That’s what the preacher said, the other Sunday, and I wrote it down so I could remember to think on it a bit.

I do have questions. I want to know why Jian Ghomeshi?, and why Ferguson?, and why slavery?, and why ebola? It’s hard to put those things together on the same shelf as God loves and Jesus saves, you know?

I wish the world was better. I wish we lived better in the world. I wish the horror and sadness and evil would stop. Just stop.

If I’m honest, my faith is pretty wobbly, most of the time. It’s there, and I’m thankful for it. But it’s tinier than the tiniest mustard seed most days, and I haven’t moved many mountains.

But when the why’s begin to overwhelm and the questions shout, I try to remember these things:

Why such aching beauty?

Why so many selfless people?

Why children’s smiles and goodnight hugs and clean kitchens?

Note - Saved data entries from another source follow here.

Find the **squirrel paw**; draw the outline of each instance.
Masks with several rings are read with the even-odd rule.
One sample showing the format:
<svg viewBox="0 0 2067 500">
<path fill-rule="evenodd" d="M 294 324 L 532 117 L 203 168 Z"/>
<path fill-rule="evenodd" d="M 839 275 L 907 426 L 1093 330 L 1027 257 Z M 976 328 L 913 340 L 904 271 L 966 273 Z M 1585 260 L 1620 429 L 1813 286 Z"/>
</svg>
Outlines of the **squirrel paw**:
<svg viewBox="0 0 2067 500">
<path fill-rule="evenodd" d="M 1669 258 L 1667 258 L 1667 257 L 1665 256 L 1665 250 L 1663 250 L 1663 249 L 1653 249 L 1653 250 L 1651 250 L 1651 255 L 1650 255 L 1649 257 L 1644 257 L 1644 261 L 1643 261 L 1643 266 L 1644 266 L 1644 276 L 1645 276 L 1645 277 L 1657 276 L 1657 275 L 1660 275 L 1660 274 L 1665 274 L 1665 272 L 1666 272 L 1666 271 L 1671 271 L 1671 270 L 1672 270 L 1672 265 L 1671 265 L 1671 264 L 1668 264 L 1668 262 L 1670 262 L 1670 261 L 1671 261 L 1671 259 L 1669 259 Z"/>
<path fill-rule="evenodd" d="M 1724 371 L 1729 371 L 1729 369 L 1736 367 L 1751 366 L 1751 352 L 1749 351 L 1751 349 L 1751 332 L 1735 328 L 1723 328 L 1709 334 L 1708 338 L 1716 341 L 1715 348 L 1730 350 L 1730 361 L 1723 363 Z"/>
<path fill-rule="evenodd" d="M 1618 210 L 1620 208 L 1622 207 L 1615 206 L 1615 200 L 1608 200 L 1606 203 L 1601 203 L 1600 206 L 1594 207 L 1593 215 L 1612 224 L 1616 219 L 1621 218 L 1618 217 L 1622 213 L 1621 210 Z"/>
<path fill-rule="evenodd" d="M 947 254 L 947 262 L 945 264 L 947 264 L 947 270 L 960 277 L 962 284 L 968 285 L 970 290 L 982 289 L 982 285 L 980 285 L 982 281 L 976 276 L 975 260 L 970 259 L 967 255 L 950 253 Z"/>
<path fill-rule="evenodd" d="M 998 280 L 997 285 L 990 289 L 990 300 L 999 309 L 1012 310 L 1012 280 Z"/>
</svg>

Why Christmas and music and art and homemade cookies?

Why parents and heritage and the seasons’ changing glories?

Why grace?

These why’s haunt me, almost more than the tragedies out there in the world. I have been gifted with all of these good things, but I forget so often the wonderfulness of them. I let them slip through my hands like they are sand instead of diamonds, and I miss the treasure.

Why have I been so adorned?

This is my faith as much as anything. To accept the good gifts and to be thankful, even as the world groans around me.